ARTÍCULO DE OPINIÓN
Manuel Navas, presidente de la Federació d’Associacions Veïnals de Sabadell
La situación de Sabadell, en cuanto a conductas incívicas y/o delictivas, no difiere significativamente de la del resto de municipios de los de nuestro entorno o más allá. Sin que sirva de consuelo, esta realidad nos indica que eventos como los que hemos sufrido están ocurriendo con mayor o menor frecuencia en otras localidades vecinas, como Santa Coloma, Cornellà, Barcelona, Terrassa o Badalona, etc., por lo que puede deducirse que estamos ante un problema social de carácter estructural sobre el que realizar algunas consideraciones.
Vivimos en un Estado de Derecho que entre otras obligaciones tiene la de salvaguardar la vida y la convivencia de la ciudadanía sin recurrir a medidas desproporcionadas (matar moscas a cañonazos como los descerebrados proponen). Un Estado que cuenta con un marco legal que define qué conductas son constitutivas de delito y cuáles no, garantizando así el principio de legalidad penal. Este marco jurídico impide actuaciones arbitrarias, garantizando el derecho a una defensa real de toda persona ante cualquier acción que pueda afectar a sus libertades o derechos fundamentales. El problema aparece cuando un marco jurídico concebido para dar respuesta a cuestiones surgidas en un determinado contexto histórico y social tiene que enfrentarse a nuevos desafíos que emergen en realidades distintas, complejas y en continua evolución. En buena medida, esta es una de las tensiones actuales que define nuestro tiempo.
Asistimos a una profunda transformación de nuestra sociedad impulsada por el avance imparable de las nuevas tecnologías, especialmente las redes sociales, que está redefiniendo elementos fundamentales de la vida en comunidad: el sentido de pertenencia a una clase social, los valores culturales, las interacciones personales y comunitarias o nuestro modo de comprender, percibir y vivir.
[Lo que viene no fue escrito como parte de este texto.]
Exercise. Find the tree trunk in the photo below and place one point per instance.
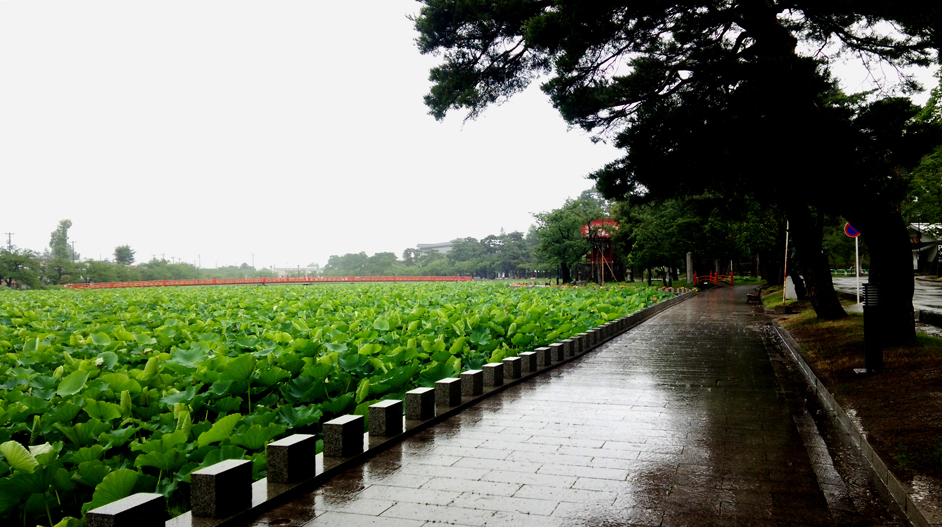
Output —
(807, 233)
(567, 276)
(800, 291)
(891, 268)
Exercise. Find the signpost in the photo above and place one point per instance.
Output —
(854, 233)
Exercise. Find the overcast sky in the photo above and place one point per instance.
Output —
(274, 133)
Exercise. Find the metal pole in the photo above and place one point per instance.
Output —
(784, 280)
(857, 253)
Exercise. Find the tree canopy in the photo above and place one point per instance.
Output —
(718, 96)
(124, 255)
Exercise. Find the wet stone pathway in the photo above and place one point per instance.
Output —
(680, 421)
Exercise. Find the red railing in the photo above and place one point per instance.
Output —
(282, 280)
(714, 278)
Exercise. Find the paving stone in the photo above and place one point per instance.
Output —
(528, 361)
(679, 421)
(386, 418)
(343, 436)
(137, 510)
(493, 374)
(472, 382)
(543, 356)
(291, 459)
(448, 392)
(512, 367)
(420, 403)
(222, 489)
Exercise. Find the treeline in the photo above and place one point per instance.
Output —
(652, 240)
(25, 268)
(510, 255)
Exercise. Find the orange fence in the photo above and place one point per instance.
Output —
(284, 280)
(714, 278)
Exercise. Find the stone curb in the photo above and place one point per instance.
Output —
(266, 495)
(889, 483)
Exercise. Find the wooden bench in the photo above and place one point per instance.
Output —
(755, 297)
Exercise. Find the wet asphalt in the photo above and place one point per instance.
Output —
(692, 418)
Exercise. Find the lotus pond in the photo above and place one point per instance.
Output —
(105, 393)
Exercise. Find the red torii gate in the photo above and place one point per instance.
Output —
(714, 278)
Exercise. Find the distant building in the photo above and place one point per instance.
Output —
(444, 247)
(282, 272)
(925, 240)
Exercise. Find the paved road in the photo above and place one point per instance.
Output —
(927, 295)
(693, 418)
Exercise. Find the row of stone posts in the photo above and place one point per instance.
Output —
(225, 489)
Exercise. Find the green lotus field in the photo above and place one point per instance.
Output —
(109, 392)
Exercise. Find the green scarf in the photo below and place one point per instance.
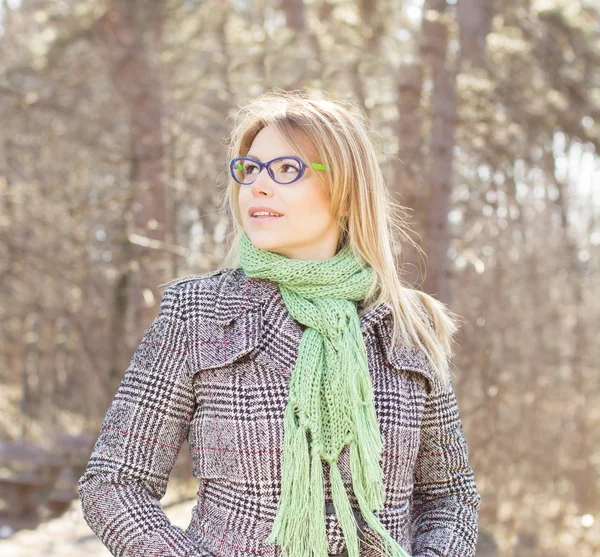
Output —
(330, 397)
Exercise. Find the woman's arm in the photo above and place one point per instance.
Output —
(140, 439)
(446, 503)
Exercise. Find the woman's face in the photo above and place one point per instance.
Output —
(306, 229)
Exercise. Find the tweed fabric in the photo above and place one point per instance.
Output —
(214, 368)
(330, 401)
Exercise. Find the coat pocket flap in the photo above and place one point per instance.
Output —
(215, 344)
(407, 358)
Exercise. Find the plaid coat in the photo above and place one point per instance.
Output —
(214, 367)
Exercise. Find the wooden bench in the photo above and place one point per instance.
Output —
(33, 477)
(27, 477)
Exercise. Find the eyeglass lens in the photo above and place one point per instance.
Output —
(284, 170)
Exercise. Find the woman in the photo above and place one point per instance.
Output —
(312, 386)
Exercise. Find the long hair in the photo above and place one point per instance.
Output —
(337, 133)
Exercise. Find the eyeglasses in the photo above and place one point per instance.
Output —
(284, 170)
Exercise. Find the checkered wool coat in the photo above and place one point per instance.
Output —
(214, 367)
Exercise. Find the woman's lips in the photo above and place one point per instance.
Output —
(264, 218)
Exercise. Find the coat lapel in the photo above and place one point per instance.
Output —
(250, 313)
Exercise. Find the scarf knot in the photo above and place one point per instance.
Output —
(330, 401)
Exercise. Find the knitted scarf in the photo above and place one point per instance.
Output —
(330, 398)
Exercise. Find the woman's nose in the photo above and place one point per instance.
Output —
(263, 182)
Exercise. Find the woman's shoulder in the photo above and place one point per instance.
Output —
(218, 295)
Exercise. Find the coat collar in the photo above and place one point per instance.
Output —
(239, 298)
(238, 293)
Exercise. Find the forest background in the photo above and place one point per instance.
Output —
(113, 121)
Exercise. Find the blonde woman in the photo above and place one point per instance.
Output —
(312, 385)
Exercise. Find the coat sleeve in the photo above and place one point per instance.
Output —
(446, 502)
(140, 438)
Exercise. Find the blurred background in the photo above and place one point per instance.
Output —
(114, 116)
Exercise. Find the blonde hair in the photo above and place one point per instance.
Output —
(337, 133)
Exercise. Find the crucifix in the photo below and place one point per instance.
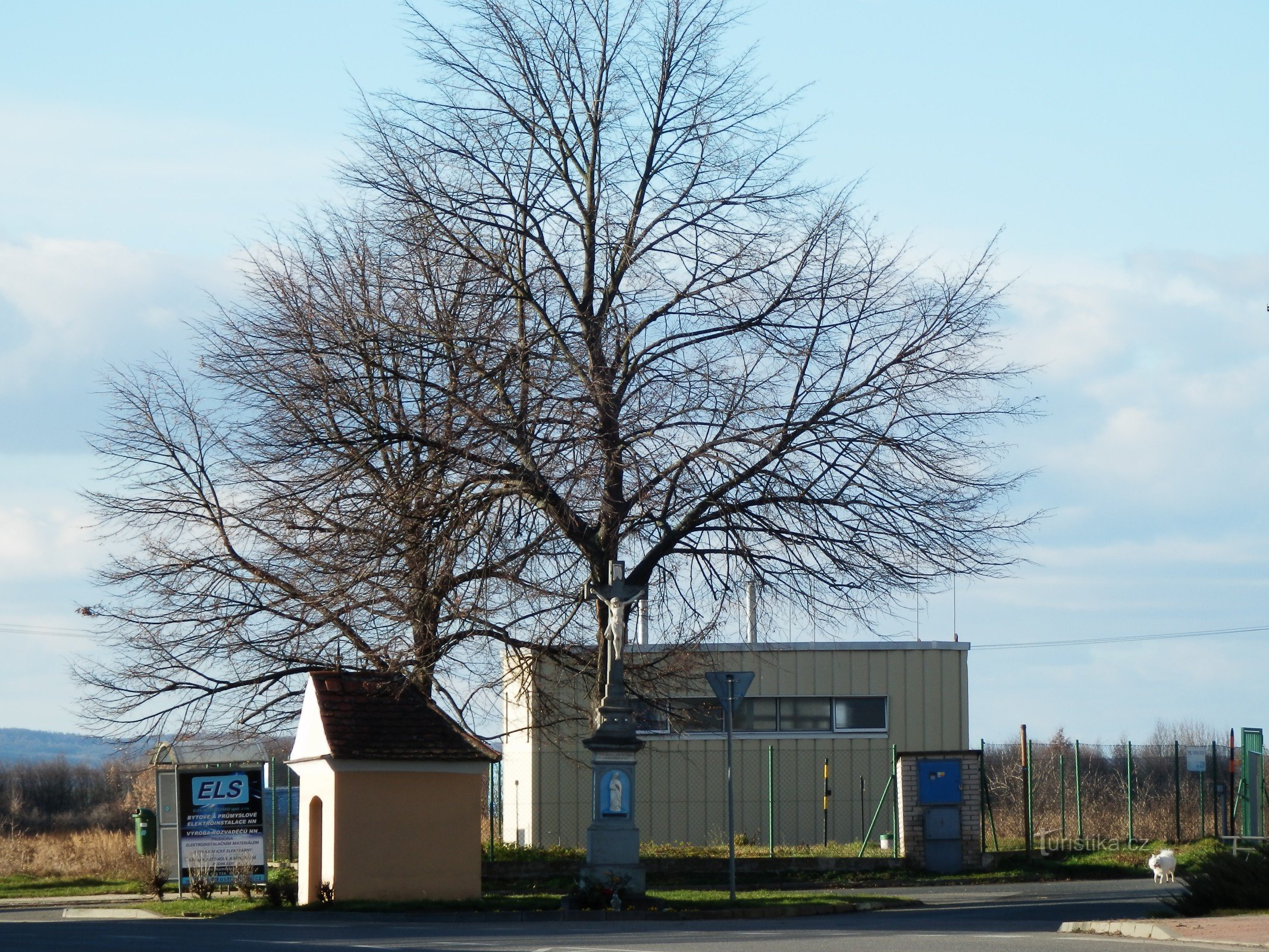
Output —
(616, 719)
(612, 838)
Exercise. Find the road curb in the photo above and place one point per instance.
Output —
(670, 916)
(1146, 931)
(73, 901)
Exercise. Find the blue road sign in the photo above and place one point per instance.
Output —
(740, 682)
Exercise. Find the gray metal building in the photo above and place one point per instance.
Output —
(844, 702)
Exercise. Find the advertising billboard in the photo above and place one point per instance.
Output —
(223, 823)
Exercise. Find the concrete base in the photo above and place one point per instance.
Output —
(628, 879)
(612, 857)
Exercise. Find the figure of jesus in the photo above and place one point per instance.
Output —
(615, 794)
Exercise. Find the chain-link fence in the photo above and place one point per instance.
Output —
(281, 804)
(1052, 793)
(807, 797)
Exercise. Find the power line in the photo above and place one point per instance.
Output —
(5, 629)
(1122, 639)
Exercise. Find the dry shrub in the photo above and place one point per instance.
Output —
(98, 853)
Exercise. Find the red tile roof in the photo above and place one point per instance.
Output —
(375, 718)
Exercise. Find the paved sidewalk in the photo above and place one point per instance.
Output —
(103, 899)
(1245, 931)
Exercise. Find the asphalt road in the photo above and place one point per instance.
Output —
(967, 918)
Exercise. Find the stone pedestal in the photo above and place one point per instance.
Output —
(612, 838)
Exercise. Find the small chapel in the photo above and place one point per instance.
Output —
(390, 793)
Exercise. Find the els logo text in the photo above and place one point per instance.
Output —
(224, 788)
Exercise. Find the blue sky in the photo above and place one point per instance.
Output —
(1120, 149)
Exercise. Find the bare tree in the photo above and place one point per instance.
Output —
(273, 518)
(715, 369)
(590, 310)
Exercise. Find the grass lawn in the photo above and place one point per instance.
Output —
(28, 887)
(748, 899)
(678, 900)
(202, 907)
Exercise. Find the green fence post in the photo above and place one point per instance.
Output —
(1202, 807)
(1031, 814)
(1130, 793)
(1079, 804)
(770, 800)
(273, 809)
(1177, 785)
(1216, 800)
(489, 810)
(983, 795)
(1061, 793)
(894, 801)
(291, 843)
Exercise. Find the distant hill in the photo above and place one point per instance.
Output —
(20, 746)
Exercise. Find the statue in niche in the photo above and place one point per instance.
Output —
(616, 794)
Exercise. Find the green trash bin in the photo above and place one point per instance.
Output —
(146, 831)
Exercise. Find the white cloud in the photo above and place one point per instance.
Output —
(1155, 371)
(54, 543)
(70, 306)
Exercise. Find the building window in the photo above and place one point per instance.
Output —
(650, 719)
(757, 714)
(860, 714)
(764, 715)
(806, 714)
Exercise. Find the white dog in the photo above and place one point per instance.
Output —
(1164, 866)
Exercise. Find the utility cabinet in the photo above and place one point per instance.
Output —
(941, 809)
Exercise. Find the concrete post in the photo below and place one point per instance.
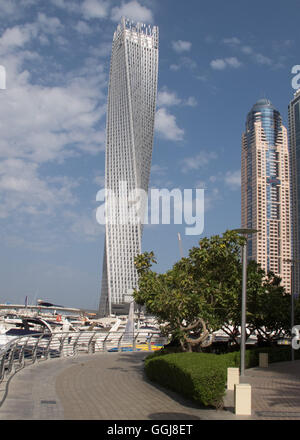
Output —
(233, 377)
(242, 399)
(263, 360)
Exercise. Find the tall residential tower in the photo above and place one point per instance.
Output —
(129, 141)
(266, 190)
(294, 145)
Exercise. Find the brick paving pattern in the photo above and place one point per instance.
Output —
(112, 386)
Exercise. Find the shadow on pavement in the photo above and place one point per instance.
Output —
(172, 416)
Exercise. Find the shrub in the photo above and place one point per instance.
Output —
(198, 376)
(202, 376)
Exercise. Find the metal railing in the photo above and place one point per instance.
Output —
(27, 350)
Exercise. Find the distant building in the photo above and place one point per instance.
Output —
(129, 141)
(265, 174)
(294, 145)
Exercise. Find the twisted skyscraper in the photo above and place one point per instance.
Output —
(266, 190)
(129, 142)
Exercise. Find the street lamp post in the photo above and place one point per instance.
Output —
(244, 232)
(292, 262)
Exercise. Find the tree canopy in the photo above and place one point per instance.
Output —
(202, 293)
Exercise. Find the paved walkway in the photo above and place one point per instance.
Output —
(112, 386)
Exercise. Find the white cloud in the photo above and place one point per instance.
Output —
(223, 63)
(82, 27)
(166, 125)
(50, 25)
(167, 98)
(158, 169)
(24, 191)
(202, 159)
(185, 62)
(181, 46)
(247, 50)
(94, 9)
(262, 59)
(231, 41)
(132, 10)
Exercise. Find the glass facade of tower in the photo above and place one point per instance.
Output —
(294, 145)
(266, 189)
(129, 141)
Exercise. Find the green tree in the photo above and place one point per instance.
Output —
(198, 294)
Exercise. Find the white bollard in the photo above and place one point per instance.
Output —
(233, 377)
(263, 360)
(242, 399)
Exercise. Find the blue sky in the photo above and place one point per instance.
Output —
(217, 59)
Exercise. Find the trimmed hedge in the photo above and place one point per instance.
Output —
(202, 376)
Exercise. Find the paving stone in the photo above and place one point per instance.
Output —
(113, 386)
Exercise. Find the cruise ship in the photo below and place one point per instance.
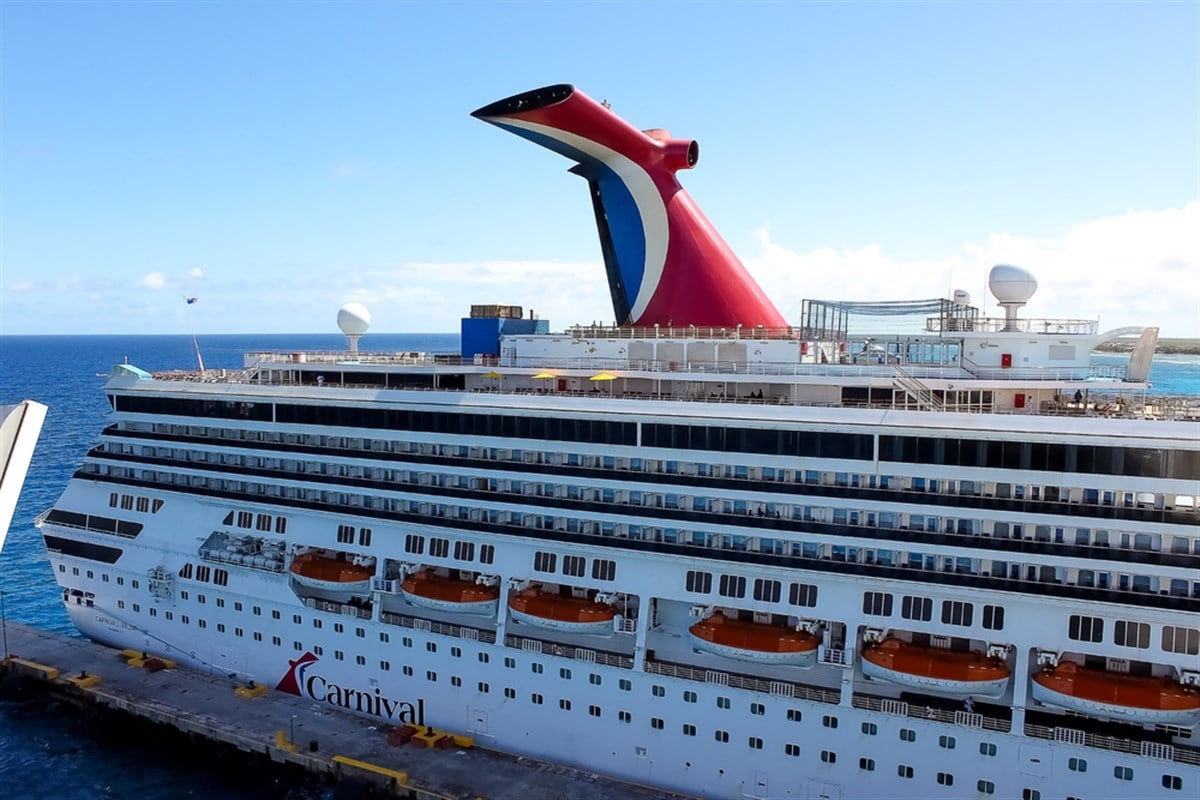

Sin embargo, lo que persiste inalterable, es la élite económica que marca los grandes derroteros del mundo y de nuestras vidas, configurando el modelo social y de ciudadanía apropiada para preservar su posición privilegiada y su dominio sobre los recursos y las estructuras de poder.
Ese contexto y esos factores generan las condiciones idóneas para que aparezcan individuos cuyo comportamiento degrada la convivencia y convierte el entorno en irrespirable, afectando negativamente al vecindario del barrio donde deciden instalarse. Una sociedad cohesionada no puede ni debe aceptar ese tipo de actitudes y comportamientos violentos o intimidatorios que atentan contra el bienestar y la dignidad colectiva.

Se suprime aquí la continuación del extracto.